“Un uomo può rinascere quando è vecchio?” chiedeva Nicodemo a Gesù. La risposta di Gesù fu un sì. Sì, ma non solo per Nicodemo; possiamo applicare quella risposta di Gesù a tutte le situazioni, a tutte le persone.

È ciò che è accaduto la domenica 2 maggio alla città di Torino, che ha ricevuto il Papa “pellegrino alla Sindone” sotto un cielo grigio e piovoso, nell’abbraccio di un popolo immenso che di ora in ora è stato conquistato dal carisma petrino di Benedetto XVI. “Non vedi come cambia la faccia della gente, quando non è più centrata su di sé, ma guarda un Altro?”, mi faceva notare don Silvino Dalcolmo, parroco in uno dei “Bronx” della città.

In effetti, dal primo istante della sua apparizione in Piazza San Carlo, “il salotto di Torino”, un evento si è imposto, come l’apparizione del Risorto nel Cenacolo e la giornata è trascorsa, correndo dietro al Papa, ai suoi gesti, alle sue parole, mentre l’onda della commozione è andata crescendo come quel primo giorno dopo la Resurrezione di Cristo. Un fatto, un evento, non dei pensieri, non i nostri pensieri.

Oggi nel mondo non c’è una novità più grande del Papa a cambiare il sentimento che abbiamo di noi stessi.

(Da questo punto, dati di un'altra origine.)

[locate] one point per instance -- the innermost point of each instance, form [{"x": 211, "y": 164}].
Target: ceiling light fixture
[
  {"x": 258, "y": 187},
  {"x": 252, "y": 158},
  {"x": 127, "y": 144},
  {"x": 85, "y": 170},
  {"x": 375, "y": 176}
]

Con un tocco di umanità e di intelligenza, raro oggi nei politici, il sindaco Chiamparino nel saluto al Papa ha detto: “Ragione e fede la accolgono”. Ed è così: i cinque discorsi pronunciati a Torino, l’omelia durante la Santa Messa, il saluto mariano al Regina Coeli, l’incontro con i giovani, la riflessione davanti alla Santa Sindone, il commovente incontro con i malati del Cottolengo sono una vera e propria Enciclica alla città e alla Chiesa che è in Torino.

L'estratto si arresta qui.